The governor of New York has gone back to court seeking permission to detain citizens of her state in quarantine camps – without notice, without rights and for as long as some state-chosen health officials say is needed.
The fight arose during COVID-19, when state officials decided they would adopt a new rule giving the state exactly that power.
A lawsuit ensued, and the result was that the detention plan was ruled unconstitutional.
Gov. Kathy Hochul, through Attorney General Letitia James, now has appealed the court’s rejection of her “Isolation and Quarantine Procedures” scheme, according to a report from lawyer Bobbie Anne Flower Cox at the Brownstone Institute.

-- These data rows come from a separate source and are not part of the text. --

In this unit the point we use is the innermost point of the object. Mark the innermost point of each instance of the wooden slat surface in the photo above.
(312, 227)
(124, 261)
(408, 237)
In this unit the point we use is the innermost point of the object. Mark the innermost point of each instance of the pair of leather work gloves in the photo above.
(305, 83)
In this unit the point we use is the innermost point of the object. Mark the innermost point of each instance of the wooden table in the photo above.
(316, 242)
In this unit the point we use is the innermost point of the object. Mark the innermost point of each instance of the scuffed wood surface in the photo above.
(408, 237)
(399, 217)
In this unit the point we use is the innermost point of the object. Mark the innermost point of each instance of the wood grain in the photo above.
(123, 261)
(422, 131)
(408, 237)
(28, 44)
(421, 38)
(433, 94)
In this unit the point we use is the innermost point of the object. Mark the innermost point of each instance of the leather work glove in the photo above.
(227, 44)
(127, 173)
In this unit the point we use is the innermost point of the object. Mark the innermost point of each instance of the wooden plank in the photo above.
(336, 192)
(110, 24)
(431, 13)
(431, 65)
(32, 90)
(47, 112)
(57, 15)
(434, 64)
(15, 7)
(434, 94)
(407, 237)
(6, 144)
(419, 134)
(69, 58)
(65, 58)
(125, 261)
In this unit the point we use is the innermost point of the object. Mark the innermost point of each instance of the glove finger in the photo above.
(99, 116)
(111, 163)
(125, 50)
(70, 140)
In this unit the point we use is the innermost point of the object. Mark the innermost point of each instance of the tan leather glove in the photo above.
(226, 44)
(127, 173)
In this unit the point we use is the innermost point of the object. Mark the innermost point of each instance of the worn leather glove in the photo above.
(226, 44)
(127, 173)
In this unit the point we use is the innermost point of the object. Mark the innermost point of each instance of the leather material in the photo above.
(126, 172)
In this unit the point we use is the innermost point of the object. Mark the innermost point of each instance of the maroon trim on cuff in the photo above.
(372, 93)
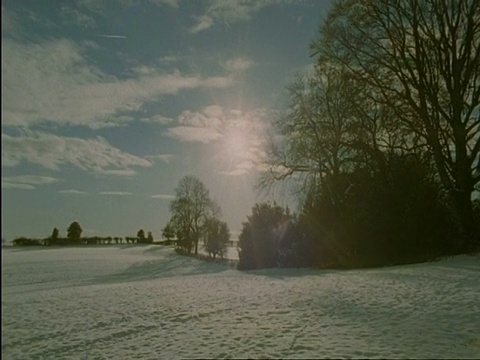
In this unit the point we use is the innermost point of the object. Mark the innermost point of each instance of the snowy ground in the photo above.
(146, 302)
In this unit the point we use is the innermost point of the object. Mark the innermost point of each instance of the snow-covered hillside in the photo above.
(146, 302)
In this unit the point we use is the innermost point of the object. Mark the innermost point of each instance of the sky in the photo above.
(106, 105)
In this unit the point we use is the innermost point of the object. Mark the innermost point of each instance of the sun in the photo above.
(237, 144)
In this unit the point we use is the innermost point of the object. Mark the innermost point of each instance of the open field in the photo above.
(126, 302)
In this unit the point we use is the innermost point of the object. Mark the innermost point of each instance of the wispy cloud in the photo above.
(228, 12)
(112, 36)
(237, 65)
(164, 157)
(163, 197)
(157, 119)
(26, 181)
(50, 151)
(54, 82)
(236, 137)
(116, 193)
(7, 185)
(72, 192)
(72, 16)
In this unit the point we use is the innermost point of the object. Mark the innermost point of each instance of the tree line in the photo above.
(381, 139)
(74, 232)
(195, 218)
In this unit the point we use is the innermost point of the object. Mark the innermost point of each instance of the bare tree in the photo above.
(190, 210)
(424, 58)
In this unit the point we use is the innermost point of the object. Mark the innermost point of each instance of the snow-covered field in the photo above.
(146, 302)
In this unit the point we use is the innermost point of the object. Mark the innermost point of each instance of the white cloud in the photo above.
(164, 157)
(52, 81)
(7, 185)
(31, 179)
(115, 193)
(72, 192)
(71, 16)
(27, 182)
(237, 65)
(237, 138)
(163, 197)
(172, 3)
(157, 119)
(50, 151)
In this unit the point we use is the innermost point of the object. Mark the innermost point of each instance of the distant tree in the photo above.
(423, 57)
(190, 209)
(149, 237)
(261, 235)
(54, 233)
(74, 232)
(216, 237)
(168, 232)
(141, 236)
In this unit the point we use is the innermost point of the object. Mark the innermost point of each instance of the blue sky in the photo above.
(106, 105)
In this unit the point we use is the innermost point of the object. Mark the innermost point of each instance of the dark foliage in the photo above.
(387, 217)
(261, 236)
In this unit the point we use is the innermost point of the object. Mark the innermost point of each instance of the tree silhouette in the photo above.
(74, 231)
(149, 237)
(424, 59)
(168, 232)
(190, 209)
(141, 236)
(260, 238)
(216, 237)
(55, 233)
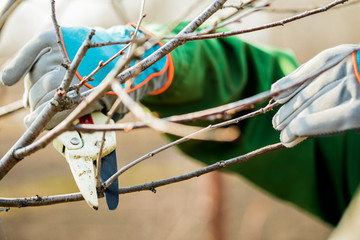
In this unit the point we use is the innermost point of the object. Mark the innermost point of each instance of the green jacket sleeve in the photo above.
(319, 175)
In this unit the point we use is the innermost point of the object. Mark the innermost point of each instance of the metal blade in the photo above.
(84, 175)
(108, 168)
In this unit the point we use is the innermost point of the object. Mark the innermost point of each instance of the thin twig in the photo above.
(187, 138)
(11, 107)
(196, 37)
(105, 86)
(66, 61)
(50, 200)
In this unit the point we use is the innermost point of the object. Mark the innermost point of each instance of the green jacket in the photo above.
(319, 175)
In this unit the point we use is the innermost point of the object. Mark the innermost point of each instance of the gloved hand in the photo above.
(328, 104)
(40, 60)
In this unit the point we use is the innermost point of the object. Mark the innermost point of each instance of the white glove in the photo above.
(328, 104)
(40, 60)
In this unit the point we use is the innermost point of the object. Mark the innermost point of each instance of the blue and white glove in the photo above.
(326, 105)
(40, 62)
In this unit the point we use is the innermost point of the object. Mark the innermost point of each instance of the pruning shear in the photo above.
(81, 151)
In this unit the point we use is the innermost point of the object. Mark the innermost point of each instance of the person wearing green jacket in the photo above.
(320, 175)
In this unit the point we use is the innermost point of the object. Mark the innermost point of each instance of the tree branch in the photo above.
(50, 200)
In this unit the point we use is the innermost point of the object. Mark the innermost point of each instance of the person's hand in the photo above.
(40, 62)
(327, 104)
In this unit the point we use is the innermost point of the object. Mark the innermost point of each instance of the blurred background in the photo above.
(214, 206)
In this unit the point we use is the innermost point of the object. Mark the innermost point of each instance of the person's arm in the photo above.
(319, 175)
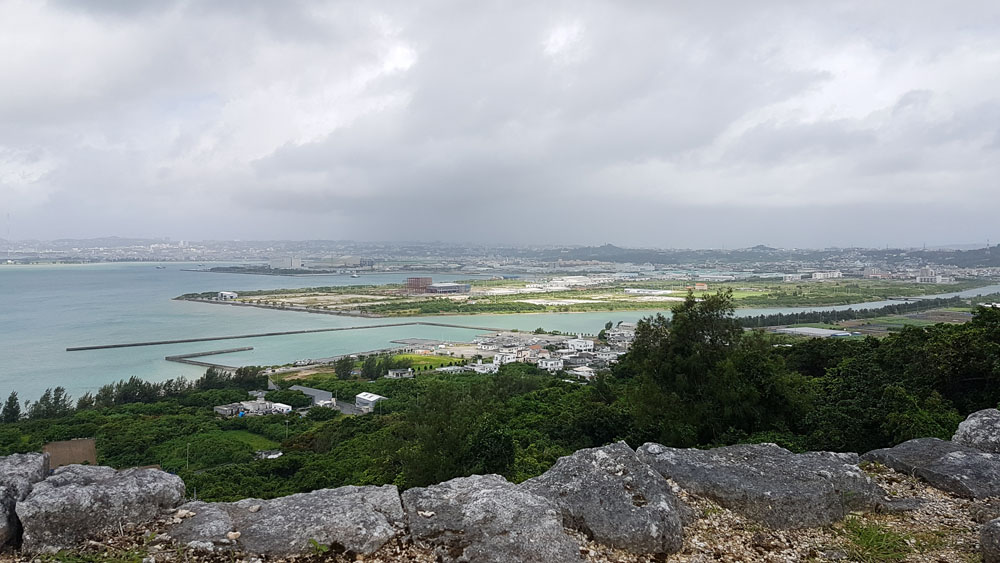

She explained, “The case, Borrello v. Hochul, which we won last July, was brought against the governor and her Department of Health, on behalf of a group of NYS Legislators, Senator George Borrello, Assemblyman Chris Tague, Assemblyman (now Congressman) Mike Lawler, together with our citizens’ group, Uniting NYS. … The main premise of the case was breach of Separation of Powers – meaning the governor and her Department of Health did not have the authority to make their dystopian ‘Isolation and Quarantine Procedures’ regulation.”
The lawyer explained the rule “allowed the Department of Health to pick and choose which New Yorkers they could lock up or lock down, with no proof that you were ever even exposed to, let alone actually sick with, a communicable disease. They could have locked you down in your home, or they could have removed you from your home and forced you to quarantine in a facility of their choosing.”
There were no time limits, no appeal, no age limits, no rights at all, the report explained.
“You could have received a knock at the door from your local police or sheriff telling you that you had to go with them… by order of the Health Department,” she said. “Furthermore, the regulation had no procedure by which you could be released from quarantine, no way for you to try to negotiate your way out.”
The lawsuit was filed in April 2022, and Judge Ronald Ploetz responded weeks later that the strategy didn’t meet the requirements of the Constitution.
“Interestingly, they did not file their appeal to try to overturn this horrific regulation before that crucial election,” the lawyer said.
The plaintiffs in the case released a statement expressing their disappointment in the state’s pursuit of such an extreme plan.
“The constitutional separation of powers and the right of due process are principles that cannot be compromised,” the statement said.
“This case has been on solid ground from the start and Judge Plotez’s ruling only confirmed that. The notion that a state agency could unilaterally adopt a policy that mandates authoritarian-style isolation and quarantine procedures would have been unimaginable a few short years ago.
“The unconstitutional power grab must be stopped in its tracks.’